Biografie

Nina Urlichs
Biographie

Die deutsche Künstlerin Nina Urlichs bearbeitet Themen um die Körpersprache und soziale Interaktionen zwischen Mensch und Natur.

Sie ist kurz nach ihrem Diplom in Modedesign (1992) wieder zu Bildender Kunst zurückgekehrt mittels Studien und Weiterbildungen in Paris (Akademie de Port Royal) , Hamburg und Salzburg (1992-1995)
Die Kunstbewegung "Neue Figuration" und Zusammenarbeit mit Tanz und Performance hat ihren einzigartigen Stil und Ausdruck von Körperbewegungen und Sprache geprägt und verstärkt.
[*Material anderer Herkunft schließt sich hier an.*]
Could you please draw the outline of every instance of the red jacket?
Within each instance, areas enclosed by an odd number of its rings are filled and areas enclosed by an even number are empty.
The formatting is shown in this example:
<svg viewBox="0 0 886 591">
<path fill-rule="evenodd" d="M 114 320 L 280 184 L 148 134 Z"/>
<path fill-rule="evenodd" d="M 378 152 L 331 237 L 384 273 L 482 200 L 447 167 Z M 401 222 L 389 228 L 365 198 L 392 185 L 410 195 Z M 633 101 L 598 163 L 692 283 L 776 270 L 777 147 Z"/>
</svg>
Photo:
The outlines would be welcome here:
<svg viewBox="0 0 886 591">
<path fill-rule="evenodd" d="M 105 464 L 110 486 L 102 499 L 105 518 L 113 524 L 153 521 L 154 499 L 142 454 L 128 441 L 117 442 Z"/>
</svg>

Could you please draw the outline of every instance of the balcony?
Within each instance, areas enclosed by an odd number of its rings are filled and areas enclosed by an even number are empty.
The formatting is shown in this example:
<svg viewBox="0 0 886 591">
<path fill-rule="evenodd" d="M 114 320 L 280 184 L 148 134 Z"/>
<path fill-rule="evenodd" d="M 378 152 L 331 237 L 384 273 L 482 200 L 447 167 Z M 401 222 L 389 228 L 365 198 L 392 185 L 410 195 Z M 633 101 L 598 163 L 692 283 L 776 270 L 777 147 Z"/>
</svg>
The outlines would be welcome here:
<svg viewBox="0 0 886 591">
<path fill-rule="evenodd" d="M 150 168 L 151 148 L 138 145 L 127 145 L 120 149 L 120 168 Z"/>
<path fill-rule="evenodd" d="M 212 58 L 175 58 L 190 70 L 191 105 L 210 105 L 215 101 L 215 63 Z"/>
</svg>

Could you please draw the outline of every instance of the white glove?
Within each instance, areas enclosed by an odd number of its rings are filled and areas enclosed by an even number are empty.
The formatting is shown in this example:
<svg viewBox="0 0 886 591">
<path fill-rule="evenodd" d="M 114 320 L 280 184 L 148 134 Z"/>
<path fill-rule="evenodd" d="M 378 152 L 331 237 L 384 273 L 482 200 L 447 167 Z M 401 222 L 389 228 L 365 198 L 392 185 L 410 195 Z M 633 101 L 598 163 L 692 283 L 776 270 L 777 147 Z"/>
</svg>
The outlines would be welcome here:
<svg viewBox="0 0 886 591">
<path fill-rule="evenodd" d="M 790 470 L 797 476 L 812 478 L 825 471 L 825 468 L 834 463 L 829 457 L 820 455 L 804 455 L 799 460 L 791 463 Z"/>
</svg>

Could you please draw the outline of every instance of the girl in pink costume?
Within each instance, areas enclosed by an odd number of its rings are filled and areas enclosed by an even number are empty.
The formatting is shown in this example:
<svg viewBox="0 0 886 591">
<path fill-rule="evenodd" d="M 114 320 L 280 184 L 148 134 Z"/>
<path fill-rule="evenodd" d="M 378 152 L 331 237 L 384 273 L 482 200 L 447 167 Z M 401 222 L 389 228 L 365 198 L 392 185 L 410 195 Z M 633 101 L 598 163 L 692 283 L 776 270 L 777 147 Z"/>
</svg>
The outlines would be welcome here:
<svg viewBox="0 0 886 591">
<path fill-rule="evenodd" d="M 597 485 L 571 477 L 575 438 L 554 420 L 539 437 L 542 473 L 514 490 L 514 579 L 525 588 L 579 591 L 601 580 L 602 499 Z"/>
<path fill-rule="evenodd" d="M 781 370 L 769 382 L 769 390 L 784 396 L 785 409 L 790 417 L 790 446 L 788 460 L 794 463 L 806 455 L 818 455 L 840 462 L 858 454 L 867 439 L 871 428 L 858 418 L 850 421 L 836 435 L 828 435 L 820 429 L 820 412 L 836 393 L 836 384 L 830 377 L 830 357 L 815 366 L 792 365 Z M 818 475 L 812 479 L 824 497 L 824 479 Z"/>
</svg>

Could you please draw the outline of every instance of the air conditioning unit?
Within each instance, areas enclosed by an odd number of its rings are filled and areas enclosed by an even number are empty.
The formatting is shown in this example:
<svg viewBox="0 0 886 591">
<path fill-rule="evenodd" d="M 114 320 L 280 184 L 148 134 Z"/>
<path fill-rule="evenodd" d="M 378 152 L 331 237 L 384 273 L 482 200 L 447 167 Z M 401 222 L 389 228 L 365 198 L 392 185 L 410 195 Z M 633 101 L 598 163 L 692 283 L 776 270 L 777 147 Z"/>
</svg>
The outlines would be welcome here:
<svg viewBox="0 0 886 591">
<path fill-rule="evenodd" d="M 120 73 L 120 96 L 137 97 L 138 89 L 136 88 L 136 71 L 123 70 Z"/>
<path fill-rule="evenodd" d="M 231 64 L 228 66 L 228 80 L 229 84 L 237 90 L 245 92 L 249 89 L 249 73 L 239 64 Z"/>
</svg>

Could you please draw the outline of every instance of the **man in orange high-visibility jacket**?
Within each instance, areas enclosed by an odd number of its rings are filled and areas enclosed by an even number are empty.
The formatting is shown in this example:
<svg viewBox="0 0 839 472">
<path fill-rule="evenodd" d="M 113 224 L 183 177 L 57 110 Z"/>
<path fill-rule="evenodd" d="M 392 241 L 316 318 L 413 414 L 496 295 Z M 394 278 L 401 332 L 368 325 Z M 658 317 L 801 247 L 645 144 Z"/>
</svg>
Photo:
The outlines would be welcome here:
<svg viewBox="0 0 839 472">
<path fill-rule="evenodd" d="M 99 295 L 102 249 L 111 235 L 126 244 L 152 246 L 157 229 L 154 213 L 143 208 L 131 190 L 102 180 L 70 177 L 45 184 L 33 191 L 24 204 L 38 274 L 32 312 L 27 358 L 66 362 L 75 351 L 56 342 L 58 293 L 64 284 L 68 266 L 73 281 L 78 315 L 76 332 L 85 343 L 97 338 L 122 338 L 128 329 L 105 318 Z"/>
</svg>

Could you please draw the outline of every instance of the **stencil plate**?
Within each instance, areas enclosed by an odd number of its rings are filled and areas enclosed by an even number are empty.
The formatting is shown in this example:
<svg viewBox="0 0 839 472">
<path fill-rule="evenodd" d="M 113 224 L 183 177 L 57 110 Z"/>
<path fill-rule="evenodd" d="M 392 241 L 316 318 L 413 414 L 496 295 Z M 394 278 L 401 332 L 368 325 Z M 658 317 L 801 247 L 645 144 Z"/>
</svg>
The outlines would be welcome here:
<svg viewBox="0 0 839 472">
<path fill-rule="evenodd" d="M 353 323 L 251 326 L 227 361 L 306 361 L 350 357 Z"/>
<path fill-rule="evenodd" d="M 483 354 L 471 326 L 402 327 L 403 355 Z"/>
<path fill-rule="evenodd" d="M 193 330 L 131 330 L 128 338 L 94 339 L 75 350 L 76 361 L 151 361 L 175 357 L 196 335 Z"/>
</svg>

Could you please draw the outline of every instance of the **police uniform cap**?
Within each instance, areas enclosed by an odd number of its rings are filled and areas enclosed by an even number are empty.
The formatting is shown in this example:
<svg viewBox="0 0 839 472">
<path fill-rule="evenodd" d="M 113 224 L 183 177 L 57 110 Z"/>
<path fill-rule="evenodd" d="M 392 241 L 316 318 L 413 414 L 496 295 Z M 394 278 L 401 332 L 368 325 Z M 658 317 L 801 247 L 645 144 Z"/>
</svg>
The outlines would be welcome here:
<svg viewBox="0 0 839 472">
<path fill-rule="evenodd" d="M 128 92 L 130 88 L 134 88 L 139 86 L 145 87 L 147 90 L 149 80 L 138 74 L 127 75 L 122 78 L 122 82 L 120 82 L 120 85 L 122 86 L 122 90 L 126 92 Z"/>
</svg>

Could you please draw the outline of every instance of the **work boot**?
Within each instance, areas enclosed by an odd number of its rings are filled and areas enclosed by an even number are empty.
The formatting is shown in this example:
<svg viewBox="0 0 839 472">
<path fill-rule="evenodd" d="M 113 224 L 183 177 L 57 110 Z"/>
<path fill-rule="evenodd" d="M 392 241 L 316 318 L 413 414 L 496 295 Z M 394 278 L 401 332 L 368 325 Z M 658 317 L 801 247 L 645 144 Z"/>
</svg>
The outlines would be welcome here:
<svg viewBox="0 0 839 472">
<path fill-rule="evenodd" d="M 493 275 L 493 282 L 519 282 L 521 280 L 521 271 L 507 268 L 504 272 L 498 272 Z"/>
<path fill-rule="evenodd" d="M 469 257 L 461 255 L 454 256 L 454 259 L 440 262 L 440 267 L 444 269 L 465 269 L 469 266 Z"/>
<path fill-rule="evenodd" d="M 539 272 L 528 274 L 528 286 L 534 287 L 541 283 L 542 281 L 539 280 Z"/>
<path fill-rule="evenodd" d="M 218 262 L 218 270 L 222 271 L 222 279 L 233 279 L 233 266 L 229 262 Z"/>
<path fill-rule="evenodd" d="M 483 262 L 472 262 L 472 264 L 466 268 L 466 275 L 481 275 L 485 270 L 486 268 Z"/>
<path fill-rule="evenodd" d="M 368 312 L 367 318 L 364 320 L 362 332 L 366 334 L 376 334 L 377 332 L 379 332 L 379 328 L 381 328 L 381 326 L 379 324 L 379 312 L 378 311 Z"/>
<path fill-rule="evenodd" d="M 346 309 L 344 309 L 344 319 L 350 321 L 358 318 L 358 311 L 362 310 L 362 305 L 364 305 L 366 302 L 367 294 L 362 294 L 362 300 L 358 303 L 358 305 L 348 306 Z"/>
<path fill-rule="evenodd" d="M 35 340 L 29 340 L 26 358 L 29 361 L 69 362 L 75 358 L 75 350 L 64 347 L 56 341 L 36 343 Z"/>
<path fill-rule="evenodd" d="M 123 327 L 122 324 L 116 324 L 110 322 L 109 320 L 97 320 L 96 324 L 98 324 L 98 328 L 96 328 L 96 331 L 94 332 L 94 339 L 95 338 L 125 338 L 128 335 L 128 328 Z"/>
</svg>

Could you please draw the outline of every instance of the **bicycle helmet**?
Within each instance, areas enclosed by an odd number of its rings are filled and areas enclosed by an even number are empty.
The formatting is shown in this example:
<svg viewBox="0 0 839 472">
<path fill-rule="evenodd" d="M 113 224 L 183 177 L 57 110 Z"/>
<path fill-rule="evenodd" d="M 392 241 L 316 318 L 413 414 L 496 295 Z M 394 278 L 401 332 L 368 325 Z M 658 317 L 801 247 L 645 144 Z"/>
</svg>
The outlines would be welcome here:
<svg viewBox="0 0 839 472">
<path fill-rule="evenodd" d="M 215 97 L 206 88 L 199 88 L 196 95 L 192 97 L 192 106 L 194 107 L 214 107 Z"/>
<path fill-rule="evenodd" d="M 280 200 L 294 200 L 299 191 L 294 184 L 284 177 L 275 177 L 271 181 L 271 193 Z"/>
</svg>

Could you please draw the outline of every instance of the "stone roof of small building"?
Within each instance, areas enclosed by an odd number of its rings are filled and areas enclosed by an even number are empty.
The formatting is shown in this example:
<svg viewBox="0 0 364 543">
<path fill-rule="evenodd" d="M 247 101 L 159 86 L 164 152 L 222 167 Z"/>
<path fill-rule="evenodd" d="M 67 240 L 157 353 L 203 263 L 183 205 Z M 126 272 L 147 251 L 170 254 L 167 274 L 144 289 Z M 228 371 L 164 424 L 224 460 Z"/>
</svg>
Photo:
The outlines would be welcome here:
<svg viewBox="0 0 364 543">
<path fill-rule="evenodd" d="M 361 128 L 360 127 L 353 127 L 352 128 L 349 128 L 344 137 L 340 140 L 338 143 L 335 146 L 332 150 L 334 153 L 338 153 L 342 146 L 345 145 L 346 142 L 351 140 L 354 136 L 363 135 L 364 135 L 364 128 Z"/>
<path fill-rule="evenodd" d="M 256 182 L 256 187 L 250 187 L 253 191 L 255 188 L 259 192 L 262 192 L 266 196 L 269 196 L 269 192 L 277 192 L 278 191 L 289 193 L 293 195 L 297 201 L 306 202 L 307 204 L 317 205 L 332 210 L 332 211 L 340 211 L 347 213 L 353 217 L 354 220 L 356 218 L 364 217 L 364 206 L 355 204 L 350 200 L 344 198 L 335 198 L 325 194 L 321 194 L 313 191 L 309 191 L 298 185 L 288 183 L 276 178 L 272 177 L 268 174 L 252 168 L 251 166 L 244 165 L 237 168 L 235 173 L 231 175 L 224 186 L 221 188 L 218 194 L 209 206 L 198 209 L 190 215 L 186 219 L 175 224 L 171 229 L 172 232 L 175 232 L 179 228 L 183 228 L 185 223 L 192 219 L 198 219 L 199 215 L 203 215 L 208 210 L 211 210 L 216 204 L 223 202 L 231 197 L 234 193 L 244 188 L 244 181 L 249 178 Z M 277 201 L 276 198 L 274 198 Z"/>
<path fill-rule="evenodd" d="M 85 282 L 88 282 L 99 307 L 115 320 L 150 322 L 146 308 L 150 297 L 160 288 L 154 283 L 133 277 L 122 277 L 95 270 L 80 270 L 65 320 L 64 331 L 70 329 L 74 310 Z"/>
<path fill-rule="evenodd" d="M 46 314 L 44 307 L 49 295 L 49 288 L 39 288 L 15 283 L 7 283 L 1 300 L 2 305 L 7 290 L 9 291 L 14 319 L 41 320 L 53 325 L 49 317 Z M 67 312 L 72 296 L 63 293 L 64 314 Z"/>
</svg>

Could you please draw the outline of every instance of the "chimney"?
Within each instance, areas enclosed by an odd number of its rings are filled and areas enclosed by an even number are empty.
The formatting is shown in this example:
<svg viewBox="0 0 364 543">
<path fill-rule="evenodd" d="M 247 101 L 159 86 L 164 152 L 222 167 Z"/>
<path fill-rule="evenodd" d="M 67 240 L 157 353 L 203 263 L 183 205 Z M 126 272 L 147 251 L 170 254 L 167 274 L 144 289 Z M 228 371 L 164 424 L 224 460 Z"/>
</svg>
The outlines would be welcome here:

Nina hat ihre eigene kalligrafische Sprache kreiert, mit schwarzen Pigmenten, ausgewaschenen Papieren und Leinwänden, zerstörten und recycelten Materialien, sowie verschiedenen transparenten Untergründen.
Sie fängt hier die verscheidenen Ausdrücke der menschlichen Figur ein und verwandelt die Werke, mittels ständigem Erscheinen und Verschwimmen von Hintergrund und Linien.
Durch die kreativen Schaffensprozesse ersucht sie die Zusammenhänge unseres Universums und dem menschlichen Körper.
Eigenständige Philosophien entstehen hier, über immerwährende perpetuelle Lebenskreise und Ambiguitäten der Gefühle zwischen Freude und Gewalt. Die Leichtigkeit der Materialien steht im spanndenden Gegensatz zur gestuellen Malerei . Ihre Suche nach Licht und Tiefe erkennt man in diesen vielschichtigen BIldern.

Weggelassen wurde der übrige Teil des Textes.